LTE-U is a variant of LTE that runs in the unlicensed spectrum, sharing that spectrum with WiFi. Qualcomm and LTE-U advocates claim LTE-U provides greater bandwidth, along with more manageability and security, than WiFi. However, WiFi advocates are urging caution and want the FCC to step in to require more testing and certification before deploying LTE-U.
The conflict pits Alcatel-Lucent (NYSE: ALU), Ericsson, Qualcomm, Samsung Corp. , Verizon Communications Inc. (NYSE: VZ) and others against organizations including the Wi-Fi Alliance, Google (Nasdaq: GOOG) and CableLabs . (See Why Some Operators Think LTE-U Is Rude.)
Lobbying the FCC
LTE-U advocates submitted a letter to the FCC Wednesday urging the commission to reject an "unprecedented" request by the Wi-Fi Alliance to withhold certification of LTE-U equipment until the Wi-Fi Alliance develops a coexistence test plan and completes its own evaluation of LTE-U's impact on WiFi. (See Operators, Vendors Advise FCC on LTE-U and Qualcomm Wants FCC to Stay Out of LTE-U Fray.)
The Wi-Fi Alliance's requested delay "would have far reaching, negative consequences for the public, the industry, and Commission policy," says the letter, signed by representatives of Alcatel-Lucent, Ericsson, Qualcomm, T-Mobile and Verizon. "Allowing an organization that certifies interoperability for one particular technology to become the gatekeeper for another technology to use unlicensed spectrum would jeopardize the Commission's entire framework that has made unlicensed spectrum so successful as an open platform for permission-less innovation." The companies signing the letter say they're members of the Wi-Fi Alliance, with strong commercial interest in WiFi success, but were not approached by the Wi-Fi Alliance about that organization's position on LTE-U.
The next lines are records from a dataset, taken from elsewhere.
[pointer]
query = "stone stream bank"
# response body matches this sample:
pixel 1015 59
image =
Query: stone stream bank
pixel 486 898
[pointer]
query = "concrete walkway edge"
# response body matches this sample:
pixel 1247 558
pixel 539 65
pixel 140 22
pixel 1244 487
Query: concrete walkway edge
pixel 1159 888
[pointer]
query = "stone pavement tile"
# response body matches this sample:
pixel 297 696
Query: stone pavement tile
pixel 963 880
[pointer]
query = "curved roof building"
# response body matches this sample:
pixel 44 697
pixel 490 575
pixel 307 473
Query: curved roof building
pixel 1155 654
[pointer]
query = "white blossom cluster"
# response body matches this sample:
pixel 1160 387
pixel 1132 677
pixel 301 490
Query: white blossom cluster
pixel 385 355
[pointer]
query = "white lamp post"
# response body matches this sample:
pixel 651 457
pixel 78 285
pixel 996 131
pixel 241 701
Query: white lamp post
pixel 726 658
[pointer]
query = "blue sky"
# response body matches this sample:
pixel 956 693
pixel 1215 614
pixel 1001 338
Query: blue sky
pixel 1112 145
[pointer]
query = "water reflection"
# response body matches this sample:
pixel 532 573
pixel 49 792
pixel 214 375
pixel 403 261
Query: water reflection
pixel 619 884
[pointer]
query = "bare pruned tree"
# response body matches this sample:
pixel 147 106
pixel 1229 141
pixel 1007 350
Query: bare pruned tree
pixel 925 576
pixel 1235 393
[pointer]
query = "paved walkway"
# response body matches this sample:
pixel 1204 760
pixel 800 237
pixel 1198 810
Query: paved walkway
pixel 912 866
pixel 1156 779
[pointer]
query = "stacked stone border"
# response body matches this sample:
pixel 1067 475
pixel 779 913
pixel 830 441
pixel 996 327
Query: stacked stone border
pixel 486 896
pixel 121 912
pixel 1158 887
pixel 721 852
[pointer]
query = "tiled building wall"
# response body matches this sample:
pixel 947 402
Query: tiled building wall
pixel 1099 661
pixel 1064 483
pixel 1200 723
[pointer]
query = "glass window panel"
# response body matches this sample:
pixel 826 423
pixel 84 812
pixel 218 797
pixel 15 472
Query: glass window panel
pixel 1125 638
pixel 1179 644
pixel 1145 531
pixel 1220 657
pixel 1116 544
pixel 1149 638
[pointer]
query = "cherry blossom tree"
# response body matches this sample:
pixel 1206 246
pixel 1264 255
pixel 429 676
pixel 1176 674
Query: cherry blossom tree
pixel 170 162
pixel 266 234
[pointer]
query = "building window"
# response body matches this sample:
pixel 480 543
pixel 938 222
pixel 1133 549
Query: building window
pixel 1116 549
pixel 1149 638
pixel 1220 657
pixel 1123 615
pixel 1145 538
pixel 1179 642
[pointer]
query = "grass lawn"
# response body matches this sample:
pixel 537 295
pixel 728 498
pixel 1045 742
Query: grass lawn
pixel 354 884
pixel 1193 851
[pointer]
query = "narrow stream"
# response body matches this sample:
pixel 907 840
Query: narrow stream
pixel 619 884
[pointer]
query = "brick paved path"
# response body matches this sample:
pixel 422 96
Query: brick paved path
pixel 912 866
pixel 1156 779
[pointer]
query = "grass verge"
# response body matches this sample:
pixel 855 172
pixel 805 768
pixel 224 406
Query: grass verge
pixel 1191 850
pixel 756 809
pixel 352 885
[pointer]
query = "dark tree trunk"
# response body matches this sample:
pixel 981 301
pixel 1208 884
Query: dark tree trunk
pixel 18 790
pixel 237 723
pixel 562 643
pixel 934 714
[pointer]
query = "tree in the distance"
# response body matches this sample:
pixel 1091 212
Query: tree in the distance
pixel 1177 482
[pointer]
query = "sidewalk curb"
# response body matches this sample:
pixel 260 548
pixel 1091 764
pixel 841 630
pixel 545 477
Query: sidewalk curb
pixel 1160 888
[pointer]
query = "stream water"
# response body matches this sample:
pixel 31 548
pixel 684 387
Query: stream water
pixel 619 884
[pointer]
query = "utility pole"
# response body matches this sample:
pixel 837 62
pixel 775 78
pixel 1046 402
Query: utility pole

The Wi-Fi Alliance responded Thursday that it stands by its initial request: "There are billions of Wi-Fi users worldwide, so it is of critical importance for FCC and other regulatory bodies to be satisfied that LTE-U deployments will coexist fairly before approving such devices for use in unlicensed spectrum," the organization said in a statement signed by Ed Figueroa, Wi-Fi Alliance president and CEO.